Our aim is to build a judging project which resonates with work within feminist legal studies and beyond. We hope that it will be accessible to a wide range of groups and individuals. By framing judgment as an inherently political activity and focusing on Northern/Irish contexts, the Northern/Irish Feminist Judgments Project will take feminist judging in challenging new directions. Judges play different roles according to their political environment. Ireland and Northern Ireland are separate jurisdictions with difficult and overlapping legal and political histories. Over the past century, the stability and authority of both legal orders has been subject to daily contestation. Judges are crucial, if not always nakedly, political figures. Important judgments articulate ideal national futures characterised by certainty, stability and respect for established order (Devlin, 1993). Inasmuch as both societies have been dominated by ethno-national conflict and religious conservatism, judges (progressive or otherwise) have played identity politics; at times requiring litigants to perform ideal identities and at times reworking them (Hanafin, 1998). In unsettled times, Northern/Irish women became custodians of national identity; idealised mothers, daughters, wives, and victims (Fletcher, 2001). Judicial identity projects directly affected women’s lives, by defining women’s relationship to the state, setting the bounds of political action and sparking or smothering dissent, resistance, and reform (Mullally, 2006; Roulston, 1988; Connolly, 2002). These issues are ripe for critical interdisciplinary engagement, as judges in both jurisdictions grapple with supposedly new transitions into multiculturalism, secularism and post-national politics (Delanty, 1996; Clarke, 2000; Harrington, 2005).

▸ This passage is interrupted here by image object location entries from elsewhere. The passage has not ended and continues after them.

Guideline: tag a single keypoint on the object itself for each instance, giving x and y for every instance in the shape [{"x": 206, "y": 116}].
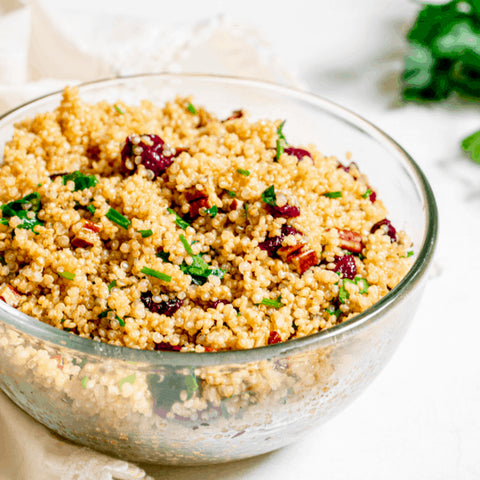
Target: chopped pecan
[
  {"x": 10, "y": 295},
  {"x": 86, "y": 235},
  {"x": 301, "y": 257},
  {"x": 197, "y": 199},
  {"x": 387, "y": 228},
  {"x": 304, "y": 259},
  {"x": 351, "y": 241}
]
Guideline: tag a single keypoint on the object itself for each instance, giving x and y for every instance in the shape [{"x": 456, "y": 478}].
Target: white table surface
[{"x": 421, "y": 417}]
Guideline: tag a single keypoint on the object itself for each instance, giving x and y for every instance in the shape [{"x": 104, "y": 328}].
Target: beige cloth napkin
[{"x": 42, "y": 51}]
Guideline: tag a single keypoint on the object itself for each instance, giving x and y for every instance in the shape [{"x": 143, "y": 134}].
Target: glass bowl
[{"x": 178, "y": 408}]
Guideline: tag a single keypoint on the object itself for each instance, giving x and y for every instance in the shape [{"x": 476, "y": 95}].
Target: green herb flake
[
  {"x": 471, "y": 146},
  {"x": 199, "y": 270},
  {"x": 156, "y": 274},
  {"x": 367, "y": 193},
  {"x": 192, "y": 385},
  {"x": 165, "y": 256},
  {"x": 145, "y": 233},
  {"x": 269, "y": 197},
  {"x": 212, "y": 211},
  {"x": 362, "y": 284},
  {"x": 26, "y": 209},
  {"x": 130, "y": 379},
  {"x": 281, "y": 141},
  {"x": 333, "y": 194},
  {"x": 67, "y": 275},
  {"x": 192, "y": 109},
  {"x": 179, "y": 220},
  {"x": 118, "y": 218},
  {"x": 268, "y": 302},
  {"x": 343, "y": 294},
  {"x": 80, "y": 180},
  {"x": 444, "y": 53}
]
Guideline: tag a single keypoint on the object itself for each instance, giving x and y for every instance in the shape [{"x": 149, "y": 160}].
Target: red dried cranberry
[
  {"x": 272, "y": 244},
  {"x": 287, "y": 211},
  {"x": 297, "y": 152},
  {"x": 168, "y": 307},
  {"x": 167, "y": 347},
  {"x": 388, "y": 229},
  {"x": 151, "y": 153},
  {"x": 274, "y": 338},
  {"x": 346, "y": 266}
]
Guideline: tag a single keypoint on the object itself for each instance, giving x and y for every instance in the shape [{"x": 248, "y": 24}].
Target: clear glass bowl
[{"x": 178, "y": 408}]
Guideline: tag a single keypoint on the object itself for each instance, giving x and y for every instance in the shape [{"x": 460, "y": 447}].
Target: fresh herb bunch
[{"x": 444, "y": 52}]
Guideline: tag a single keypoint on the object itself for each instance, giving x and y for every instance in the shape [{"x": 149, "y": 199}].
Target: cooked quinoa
[{"x": 166, "y": 228}]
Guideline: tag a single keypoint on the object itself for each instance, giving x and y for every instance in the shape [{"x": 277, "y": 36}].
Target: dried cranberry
[
  {"x": 151, "y": 150},
  {"x": 287, "y": 211},
  {"x": 272, "y": 244},
  {"x": 168, "y": 307},
  {"x": 274, "y": 338},
  {"x": 167, "y": 347},
  {"x": 346, "y": 266},
  {"x": 297, "y": 152},
  {"x": 388, "y": 229}
]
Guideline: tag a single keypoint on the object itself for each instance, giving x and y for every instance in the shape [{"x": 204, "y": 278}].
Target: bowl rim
[{"x": 48, "y": 333}]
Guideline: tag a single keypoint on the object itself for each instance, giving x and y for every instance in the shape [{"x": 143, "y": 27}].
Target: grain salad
[{"x": 166, "y": 228}]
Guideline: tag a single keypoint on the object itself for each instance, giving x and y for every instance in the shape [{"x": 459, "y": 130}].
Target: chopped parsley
[
  {"x": 471, "y": 145},
  {"x": 119, "y": 110},
  {"x": 269, "y": 197},
  {"x": 26, "y": 209},
  {"x": 367, "y": 193},
  {"x": 362, "y": 284},
  {"x": 268, "y": 302},
  {"x": 333, "y": 194},
  {"x": 281, "y": 141},
  {"x": 212, "y": 211},
  {"x": 67, "y": 275},
  {"x": 164, "y": 256},
  {"x": 444, "y": 52},
  {"x": 331, "y": 311},
  {"x": 80, "y": 180},
  {"x": 156, "y": 274},
  {"x": 118, "y": 218},
  {"x": 230, "y": 193},
  {"x": 145, "y": 233},
  {"x": 178, "y": 219},
  {"x": 130, "y": 379},
  {"x": 199, "y": 270}
]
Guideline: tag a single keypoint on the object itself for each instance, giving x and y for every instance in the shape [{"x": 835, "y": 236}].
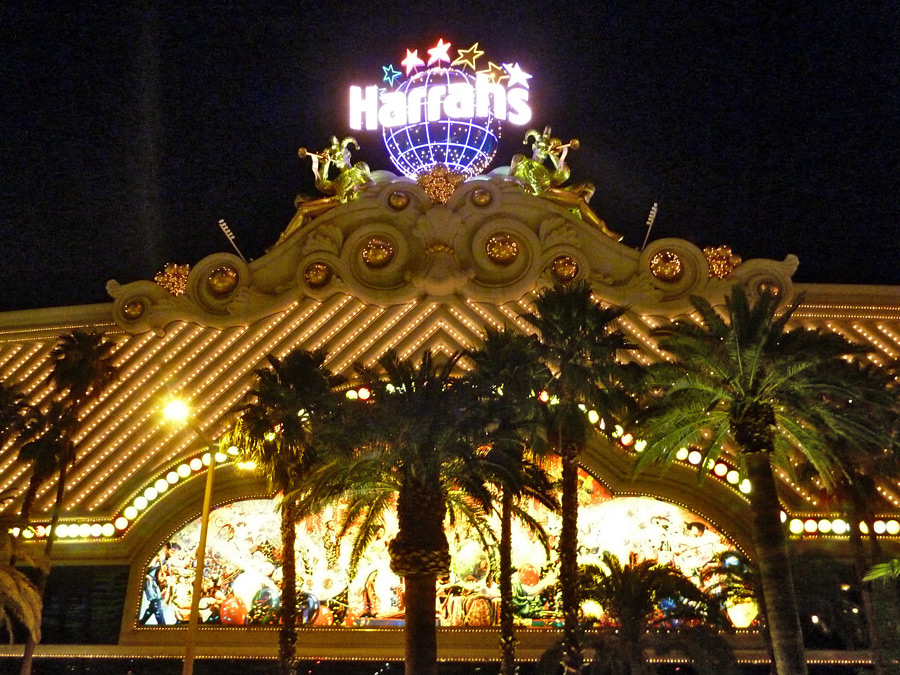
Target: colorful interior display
[{"x": 242, "y": 579}]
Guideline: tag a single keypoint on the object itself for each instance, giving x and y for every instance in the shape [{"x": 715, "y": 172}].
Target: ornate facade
[{"x": 397, "y": 269}]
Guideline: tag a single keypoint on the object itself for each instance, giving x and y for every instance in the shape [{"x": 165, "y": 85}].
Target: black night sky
[{"x": 127, "y": 132}]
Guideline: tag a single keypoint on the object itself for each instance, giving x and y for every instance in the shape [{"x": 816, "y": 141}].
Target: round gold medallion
[
  {"x": 482, "y": 197},
  {"x": 501, "y": 248},
  {"x": 666, "y": 266},
  {"x": 377, "y": 252},
  {"x": 317, "y": 274},
  {"x": 398, "y": 200},
  {"x": 565, "y": 268},
  {"x": 134, "y": 310},
  {"x": 222, "y": 280}
]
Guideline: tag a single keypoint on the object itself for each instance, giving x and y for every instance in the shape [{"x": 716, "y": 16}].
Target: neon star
[
  {"x": 468, "y": 56},
  {"x": 390, "y": 74},
  {"x": 412, "y": 61},
  {"x": 495, "y": 72},
  {"x": 516, "y": 75},
  {"x": 438, "y": 53}
]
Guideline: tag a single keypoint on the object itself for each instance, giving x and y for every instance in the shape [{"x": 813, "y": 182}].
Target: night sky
[{"x": 127, "y": 133}]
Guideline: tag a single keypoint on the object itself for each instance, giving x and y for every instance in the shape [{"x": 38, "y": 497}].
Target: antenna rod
[
  {"x": 650, "y": 219},
  {"x": 229, "y": 235}
]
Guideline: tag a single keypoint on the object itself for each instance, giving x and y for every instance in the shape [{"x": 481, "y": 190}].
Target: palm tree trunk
[
  {"x": 41, "y": 581},
  {"x": 287, "y": 634},
  {"x": 860, "y": 567},
  {"x": 420, "y": 553},
  {"x": 774, "y": 567},
  {"x": 419, "y": 599},
  {"x": 507, "y": 631},
  {"x": 568, "y": 561}
]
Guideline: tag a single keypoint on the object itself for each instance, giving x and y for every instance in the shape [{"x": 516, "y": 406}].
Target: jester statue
[
  {"x": 538, "y": 179},
  {"x": 344, "y": 187}
]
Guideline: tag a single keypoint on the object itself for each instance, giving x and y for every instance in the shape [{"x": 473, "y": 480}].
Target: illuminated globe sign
[{"x": 441, "y": 114}]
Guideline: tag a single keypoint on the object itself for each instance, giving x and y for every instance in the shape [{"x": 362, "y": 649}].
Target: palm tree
[
  {"x": 19, "y": 598},
  {"x": 18, "y": 419},
  {"x": 580, "y": 342},
  {"x": 508, "y": 376},
  {"x": 745, "y": 382},
  {"x": 643, "y": 595},
  {"x": 277, "y": 430},
  {"x": 411, "y": 439},
  {"x": 82, "y": 370}
]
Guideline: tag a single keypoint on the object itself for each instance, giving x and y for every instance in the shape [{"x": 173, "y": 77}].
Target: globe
[{"x": 464, "y": 146}]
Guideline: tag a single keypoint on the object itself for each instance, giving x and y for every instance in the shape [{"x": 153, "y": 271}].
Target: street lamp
[{"x": 177, "y": 410}]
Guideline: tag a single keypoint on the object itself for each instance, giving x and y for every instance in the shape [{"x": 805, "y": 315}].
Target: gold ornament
[
  {"x": 440, "y": 183},
  {"x": 377, "y": 252},
  {"x": 721, "y": 261},
  {"x": 502, "y": 249},
  {"x": 769, "y": 287},
  {"x": 666, "y": 266},
  {"x": 398, "y": 200},
  {"x": 173, "y": 278},
  {"x": 482, "y": 197},
  {"x": 317, "y": 274},
  {"x": 221, "y": 281},
  {"x": 565, "y": 268},
  {"x": 134, "y": 310}
]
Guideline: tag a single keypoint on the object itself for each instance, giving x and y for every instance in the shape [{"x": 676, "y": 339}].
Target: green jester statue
[
  {"x": 537, "y": 178},
  {"x": 346, "y": 186}
]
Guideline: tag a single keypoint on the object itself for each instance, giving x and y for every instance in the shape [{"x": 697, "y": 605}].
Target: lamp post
[{"x": 177, "y": 410}]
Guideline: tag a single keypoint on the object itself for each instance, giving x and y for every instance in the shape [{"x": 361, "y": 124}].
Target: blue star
[{"x": 390, "y": 74}]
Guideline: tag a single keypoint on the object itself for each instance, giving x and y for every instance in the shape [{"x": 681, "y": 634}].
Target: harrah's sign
[{"x": 431, "y": 103}]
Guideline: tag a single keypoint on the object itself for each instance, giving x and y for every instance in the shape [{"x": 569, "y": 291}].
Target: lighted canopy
[{"x": 242, "y": 579}]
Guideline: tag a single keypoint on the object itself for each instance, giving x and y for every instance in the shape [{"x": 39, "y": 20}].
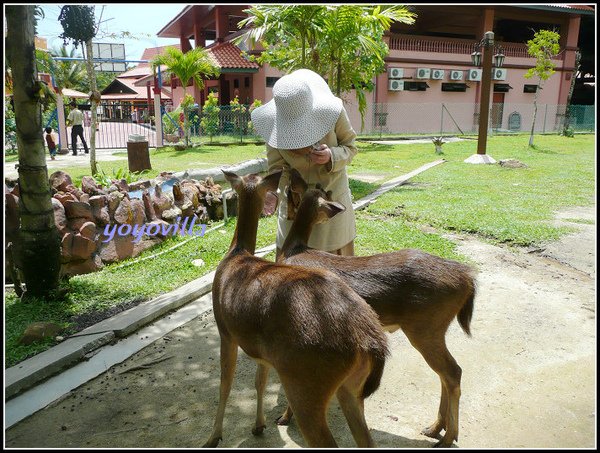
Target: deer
[
  {"x": 319, "y": 335},
  {"x": 409, "y": 289}
]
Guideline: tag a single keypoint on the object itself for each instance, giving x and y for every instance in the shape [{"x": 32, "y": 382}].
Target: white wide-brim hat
[{"x": 303, "y": 110}]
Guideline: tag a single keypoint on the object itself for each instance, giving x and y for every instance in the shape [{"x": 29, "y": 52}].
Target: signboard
[{"x": 107, "y": 52}]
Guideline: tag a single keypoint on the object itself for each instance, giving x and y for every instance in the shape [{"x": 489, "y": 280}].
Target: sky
[{"x": 141, "y": 20}]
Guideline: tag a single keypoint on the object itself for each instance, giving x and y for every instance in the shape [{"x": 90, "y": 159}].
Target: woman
[{"x": 307, "y": 128}]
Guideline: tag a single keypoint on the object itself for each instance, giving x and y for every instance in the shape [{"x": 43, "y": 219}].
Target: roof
[{"x": 228, "y": 56}]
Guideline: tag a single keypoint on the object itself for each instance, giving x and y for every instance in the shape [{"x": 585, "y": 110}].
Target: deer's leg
[
  {"x": 434, "y": 351},
  {"x": 262, "y": 377},
  {"x": 228, "y": 363},
  {"x": 352, "y": 405},
  {"x": 286, "y": 417},
  {"x": 310, "y": 399}
]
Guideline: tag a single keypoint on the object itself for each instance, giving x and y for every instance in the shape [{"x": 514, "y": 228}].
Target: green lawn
[{"x": 513, "y": 206}]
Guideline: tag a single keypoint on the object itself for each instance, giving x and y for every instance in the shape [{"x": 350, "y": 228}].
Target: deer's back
[
  {"x": 304, "y": 311},
  {"x": 401, "y": 281}
]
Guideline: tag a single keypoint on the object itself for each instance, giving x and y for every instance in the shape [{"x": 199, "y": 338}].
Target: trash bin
[{"x": 138, "y": 154}]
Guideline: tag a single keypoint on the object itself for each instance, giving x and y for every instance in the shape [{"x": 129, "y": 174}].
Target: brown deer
[
  {"x": 409, "y": 289},
  {"x": 320, "y": 336}
]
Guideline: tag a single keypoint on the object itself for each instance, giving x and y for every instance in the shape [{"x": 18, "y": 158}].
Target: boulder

Existing socio-legal studies of gender and the Northern/Irish judiciary have focused on processes of selection and appointment, and the significance of representation (Bacik et al, 2003; Ward, 2007; Feenan, 2008). Such studies draw on academic scholarship on gender and parity and representation, but do not engage in sustained exploration of judicial reasoning and techniques of judicial practice. Research and scholarship on the politics of the judiciary, and on judicial activism or restraint, in both jurisdictions, largely ignore fraught questions of gender and national belonging (Dickson, 2010; Gwynn-Morgan, 2011). This project therefore provides an engaging opportunity to consolidate and re-invigorate judicial studies in Northern/Ireland.
The photograph is of the London-based feminist direct action performance group ‘Speaking of I.M.E.L.D.A.’ The group has used occasions such as the St. Patrick’s Day Parade and the State Visit to protest Ireland’s Making England the Legal Destination for Abortion.